Many individuals and religious groups believe that Tabrizian is undermining the image of Islamic religion and, indeed, so-called “Islamic medicine” with his superstitious positions. Officials at the Ministry of Health are calling for the judiciary to deal with him because they believe his statements endanger public health.
"If he has a child, he probably hasn’t allowed the child to be vaccinated," said Hossein Kermanpour, director general of public relations for the Medical Council of Iran. “But Mr. Tabrizian must have been vaccinated himself as a child. So if he believes what he says, he is the foremost example of an unbelieving, ungodly and immoral man.”
Some have likened Tabrizian’s behavior to that of preachers in the pre-Islamic era. Rasoul Jafarian, director of the Central Library of the University of Tehran, said: "Unfortunately, this person has been trying for years to appropriate popular beliefs among the people to promote his concoctions. To sanctify them he uses narrations that have been criticized many times by scholars. His behavior is approved by no-one in Qom except for a small number of naive supporters.”
Echoes of Homophobia in Other Countries
In the past year, other religious figures elsewhere in the world have similarly blamed the current state of the world on homosexuals – from Muqtada al-Sadr, the leader of the Iraqi Shiites, who claimed the pandemic came about because of the legalisation of same-sex marriage, to Ali Arbas, the head of Turkey's Religious Affairs Directorate, who blamed homosexuality for the spread of the virus.
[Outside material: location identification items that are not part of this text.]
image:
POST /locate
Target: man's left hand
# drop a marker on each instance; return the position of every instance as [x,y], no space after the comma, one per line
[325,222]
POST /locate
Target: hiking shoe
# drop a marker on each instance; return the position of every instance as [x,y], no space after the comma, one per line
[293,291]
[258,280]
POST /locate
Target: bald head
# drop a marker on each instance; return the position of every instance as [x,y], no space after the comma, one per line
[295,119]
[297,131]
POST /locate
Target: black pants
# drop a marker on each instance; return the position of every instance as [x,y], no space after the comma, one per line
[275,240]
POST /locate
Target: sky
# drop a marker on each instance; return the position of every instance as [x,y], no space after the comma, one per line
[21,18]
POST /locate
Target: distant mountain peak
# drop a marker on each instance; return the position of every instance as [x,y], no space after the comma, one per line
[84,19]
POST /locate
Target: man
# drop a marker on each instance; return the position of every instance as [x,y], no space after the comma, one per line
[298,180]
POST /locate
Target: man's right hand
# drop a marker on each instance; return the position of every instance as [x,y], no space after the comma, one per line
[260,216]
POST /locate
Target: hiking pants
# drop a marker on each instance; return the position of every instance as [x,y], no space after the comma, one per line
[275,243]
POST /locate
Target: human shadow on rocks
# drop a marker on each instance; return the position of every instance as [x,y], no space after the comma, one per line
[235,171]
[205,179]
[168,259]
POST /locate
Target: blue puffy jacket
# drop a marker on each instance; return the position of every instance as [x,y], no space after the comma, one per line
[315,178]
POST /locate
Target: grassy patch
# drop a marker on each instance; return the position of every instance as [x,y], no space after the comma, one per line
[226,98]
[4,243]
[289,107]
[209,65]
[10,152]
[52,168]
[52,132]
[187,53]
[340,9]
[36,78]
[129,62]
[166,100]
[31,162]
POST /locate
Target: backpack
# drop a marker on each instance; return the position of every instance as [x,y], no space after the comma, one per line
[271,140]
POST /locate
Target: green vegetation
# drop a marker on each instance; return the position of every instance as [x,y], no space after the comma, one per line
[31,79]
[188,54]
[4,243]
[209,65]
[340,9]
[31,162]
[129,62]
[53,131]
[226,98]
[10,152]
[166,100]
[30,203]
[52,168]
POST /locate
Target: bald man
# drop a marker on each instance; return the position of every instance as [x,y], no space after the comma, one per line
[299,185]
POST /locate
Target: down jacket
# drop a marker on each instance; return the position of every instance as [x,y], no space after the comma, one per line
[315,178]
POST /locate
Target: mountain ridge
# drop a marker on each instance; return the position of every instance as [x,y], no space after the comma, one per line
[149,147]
Recently Daniel Assor, an Israeli Orthodox rabbi with whom Tabrizian strongly agrees, told his followers to refrain from receiving the Covid-19 vaccine as it might make them homosexual. He claims that efforts to vaccinate people are part of a "sinister world government" program that seeks to establish a "new world order."
This fringe view in Israel will not have any impact on the policies of the Israeli government. But in Iran, where former President Mahmoud Ahmadinejad still denies the existence of homosexuals and same-sex relationships are criminalized, and where Foreign Minister Mohammad Javad Zarif defends these discriminatory laws and the death penalty for homosexuals, the words of people like Tabrizian have an effect on people who believe superstition when it is wrapped up in religious terminology.